Galatzer-Levy IR, Ankri Y, Freedman S, Israeli-Shalev Y, Roitman P, Gilad M, Shalev AY - PLoS ONE (2013)

Bottom Line: Hadassah Hospital unselectively receives trauma survivors from Jerusalem and vicinity.THREE TRAJECTORIES WERE IDENTIFIED: Rapid Remitting (rapid decrease in symptoms from 1- to 5-months; 56% of the sample), Slow Remitting (progressive decrease in symptoms over 15 months; 27%) and Non-Remitting (persistently elevated symptoms; 17%).CBT accelerated the recovery of the Slow Remitting class but did not affect the other classes.

View Article: PubMed Central - PubMed

Affiliation: Department of Psychiatry, NYU School of Medicine, New York, New York, United States of America.

ABSTRACT

Context: Uncovering heterogeneities in the progression of early PTSD symptoms can improve our understanding of the disorder's pathogenesis and prophylaxis.

Objectives: To describe discrete symptom trajectories and examine their relevance for preventive interventions.

Design: Latent Growth Mixture Modeling (LGMM) of data from a randomized controlled study of early treatment.

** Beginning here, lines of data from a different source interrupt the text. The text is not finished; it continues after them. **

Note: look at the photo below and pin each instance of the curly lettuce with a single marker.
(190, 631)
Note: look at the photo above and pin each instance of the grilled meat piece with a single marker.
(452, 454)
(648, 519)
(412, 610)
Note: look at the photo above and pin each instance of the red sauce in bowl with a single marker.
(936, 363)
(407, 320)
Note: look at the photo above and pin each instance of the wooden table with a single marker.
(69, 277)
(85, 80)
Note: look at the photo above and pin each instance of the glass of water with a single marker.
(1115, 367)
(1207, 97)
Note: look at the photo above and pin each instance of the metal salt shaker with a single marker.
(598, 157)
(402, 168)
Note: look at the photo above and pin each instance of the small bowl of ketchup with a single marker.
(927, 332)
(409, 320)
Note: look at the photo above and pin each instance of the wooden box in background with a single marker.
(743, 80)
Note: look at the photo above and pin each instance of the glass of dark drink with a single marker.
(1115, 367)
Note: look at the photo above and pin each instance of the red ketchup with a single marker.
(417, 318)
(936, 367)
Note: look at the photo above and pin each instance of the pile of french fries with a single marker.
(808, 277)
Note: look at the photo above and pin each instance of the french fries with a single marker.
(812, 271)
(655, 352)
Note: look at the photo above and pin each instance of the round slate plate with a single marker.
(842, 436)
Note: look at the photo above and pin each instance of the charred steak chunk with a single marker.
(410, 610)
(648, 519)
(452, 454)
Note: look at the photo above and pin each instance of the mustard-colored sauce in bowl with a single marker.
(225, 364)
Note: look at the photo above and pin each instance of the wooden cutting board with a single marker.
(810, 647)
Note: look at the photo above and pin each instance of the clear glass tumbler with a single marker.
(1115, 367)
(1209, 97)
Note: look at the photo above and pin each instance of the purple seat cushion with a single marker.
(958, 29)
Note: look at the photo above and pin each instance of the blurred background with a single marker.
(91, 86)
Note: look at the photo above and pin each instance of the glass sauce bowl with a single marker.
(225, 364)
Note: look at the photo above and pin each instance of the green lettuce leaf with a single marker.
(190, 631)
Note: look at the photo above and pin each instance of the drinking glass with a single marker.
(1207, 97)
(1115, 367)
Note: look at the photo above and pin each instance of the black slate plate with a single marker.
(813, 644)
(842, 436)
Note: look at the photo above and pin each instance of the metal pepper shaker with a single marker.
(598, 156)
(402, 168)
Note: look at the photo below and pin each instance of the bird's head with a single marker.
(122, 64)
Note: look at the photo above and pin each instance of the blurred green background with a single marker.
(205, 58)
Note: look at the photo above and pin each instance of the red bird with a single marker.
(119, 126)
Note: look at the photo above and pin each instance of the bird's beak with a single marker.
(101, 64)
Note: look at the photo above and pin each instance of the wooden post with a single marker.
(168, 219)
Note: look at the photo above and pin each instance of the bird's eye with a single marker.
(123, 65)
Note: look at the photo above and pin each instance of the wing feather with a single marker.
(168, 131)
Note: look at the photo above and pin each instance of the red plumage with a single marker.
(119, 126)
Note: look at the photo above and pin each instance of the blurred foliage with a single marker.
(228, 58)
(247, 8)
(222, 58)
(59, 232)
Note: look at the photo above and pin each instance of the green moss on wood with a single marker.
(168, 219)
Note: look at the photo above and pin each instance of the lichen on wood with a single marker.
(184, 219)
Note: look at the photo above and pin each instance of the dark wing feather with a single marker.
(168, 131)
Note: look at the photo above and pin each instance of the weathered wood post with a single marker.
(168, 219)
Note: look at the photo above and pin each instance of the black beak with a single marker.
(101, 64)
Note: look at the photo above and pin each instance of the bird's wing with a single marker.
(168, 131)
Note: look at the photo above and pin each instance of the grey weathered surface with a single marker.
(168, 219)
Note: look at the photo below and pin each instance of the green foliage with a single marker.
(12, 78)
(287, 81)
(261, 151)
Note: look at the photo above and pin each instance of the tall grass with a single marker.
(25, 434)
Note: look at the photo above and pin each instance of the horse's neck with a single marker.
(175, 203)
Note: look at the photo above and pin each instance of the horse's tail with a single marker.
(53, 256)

LGMM identifies latent longitudinal trajectories by exploring discrete mixture distributions underlying observable data.

Setting: Hadassah Hospital unselectively receives trauma survivors from Jerusalem and vicinity.

Participants: Adult survivors of potentially traumatic events consecutively admitted to the hospital's emergency department (ED) were assessed ten days and one-, five-, nine- and fifteen months after ED admission. Participants with data at ten days and at least two additional assessments (n = 957) were included; 125 received cognitive behavioral therapy (CBT) between one and nine months.

Approach: We used LGMM to identify latent parameters of symptom progression and tested the effect of CBT on these parameters. CBT consisted of 12 weekly sessions of either cognitive therapy (n = 41) or prolonged exposure (PE, n = 49), starting 29.8±5.7 days after ED admission, or delayed PE (n = 35) starting at 151.8±42.4 days. CBT effectively reduced PTSD symptoms in the entire sample.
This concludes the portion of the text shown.